Nevertheless, the Kurds became a bloc on which Americans could rely in the fight against Hussein, then the Baa’thist insurgency, then Al Qaeda in Iraq, then ISIS. But as President Barack Obama found—first in withdrawing troops from Iraq in 2011, then in seeking to stop ISIS’s expansion in 2014—to support or arm Kurdish forces is to essentially endorse their longtime aspiration for independent statehood, a prospect that threatens Iraq’s already-tenuous federal government, as well as the ambitions of Turkey. Middle East geopolitics is an altar on which the Kurds are constantly sacrificed.
All that said, it’s not clear there’s any real geopolitical reasoning behind Trump’s decision to let the Turks run roughshod over Kurdish Syria. The president, like his predecessors, is always willing to sacrifice masses of peoples to some greater interest, but in this case it’s unclear what that interest is, other than perhaps to declare an empty victory against the Islamic State and try to claim credit for ending one of the U.S.’s smallest and newest military engagements. That, at least, fits with the nationalist “populism” that brought him to power. “He’s just pulling us out of the Middle East, into an isolationist position,” Baer told me. “There’s no constituency [for this] other than ‘Why are we wasting all this money on these ragheads?’”
Trump, confronted by withering criticism of the move Monday, quickly tweeted that if Turkey—a NATO ally of the U.S., pledged to collective security of all the member nations—did attack the Kurds in Syria, or tried anything else “that I, in my great and unmatched wisdom, consider to be off limits, I will totally destroy and obliterate the Economy of Turkey (I’ve done before!).” But the blowback from his withdrawal announcement will continue to snowball. “The obvious thing is the Kurds will never trust us again,” Baer said. “They’ll align with Damascus, the Russians, the Iranians now. We’ve just told them: You want to survive this? Deal with Iran.”
Beyond that, he believes, Turkey’s irredentist claims will continue apace. Tehran will seek an even greater hand in regional affairs than the U.S. invasion of Iraq already gave it. Iranian involvement will further arouse Arab states’ disquiet; ISIS might reconstitute itself again, as Sunni Muslims in the region search desperately for some kind of security. And, of course, tens of thousands of people are likely to die before even a best-case scenario kicks in.

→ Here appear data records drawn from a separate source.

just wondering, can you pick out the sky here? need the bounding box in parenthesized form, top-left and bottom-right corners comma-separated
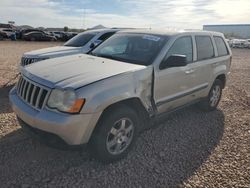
(0, 0, 250, 29)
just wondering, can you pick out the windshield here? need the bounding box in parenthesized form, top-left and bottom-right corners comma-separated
(91, 33, 168, 65)
(64, 32, 96, 47)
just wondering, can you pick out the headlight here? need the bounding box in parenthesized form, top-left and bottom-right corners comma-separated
(47, 88, 85, 113)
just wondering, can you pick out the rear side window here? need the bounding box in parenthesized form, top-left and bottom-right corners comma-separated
(165, 36, 193, 62)
(214, 36, 229, 56)
(195, 36, 214, 60)
(98, 32, 115, 41)
(64, 33, 95, 47)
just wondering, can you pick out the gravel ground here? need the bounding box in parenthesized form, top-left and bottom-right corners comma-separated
(0, 41, 249, 188)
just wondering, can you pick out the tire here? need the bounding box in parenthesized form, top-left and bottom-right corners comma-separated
(89, 105, 139, 163)
(199, 79, 223, 111)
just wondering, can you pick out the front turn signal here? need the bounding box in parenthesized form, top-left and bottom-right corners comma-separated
(68, 99, 86, 113)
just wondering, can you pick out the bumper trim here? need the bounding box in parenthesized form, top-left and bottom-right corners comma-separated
(9, 87, 102, 145)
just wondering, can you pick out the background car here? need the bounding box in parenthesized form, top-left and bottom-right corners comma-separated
(65, 32, 78, 40)
(19, 29, 45, 39)
(49, 31, 64, 40)
(23, 31, 57, 41)
(231, 39, 248, 48)
(244, 39, 250, 48)
(20, 28, 120, 66)
(0, 28, 16, 38)
(0, 31, 4, 40)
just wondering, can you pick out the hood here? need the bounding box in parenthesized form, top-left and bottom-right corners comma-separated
(23, 46, 82, 58)
(23, 54, 146, 89)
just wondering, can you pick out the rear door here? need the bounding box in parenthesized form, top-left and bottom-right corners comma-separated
(185, 35, 216, 100)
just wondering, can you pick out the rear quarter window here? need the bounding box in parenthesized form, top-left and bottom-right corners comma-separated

In previous U.S. administrations, sacrifices of Kurdish autonomy and safety were made, mostly wrongly, in the interests of broader stability concerns. While the Trump administration continues this official policy of periodic betrayal, the move itself is pure Trump: spontaneous, surprising even to advisers, destabilizing, and ultimately pointless, except insofar as it earns him another ruthless despot’s approval on the telephone. “Our pulling out is going to cause more chaos and more violence,” Baer told me. “I don’t advocate ignorance as a foreign policy strategy, but he’s going to give it a try.”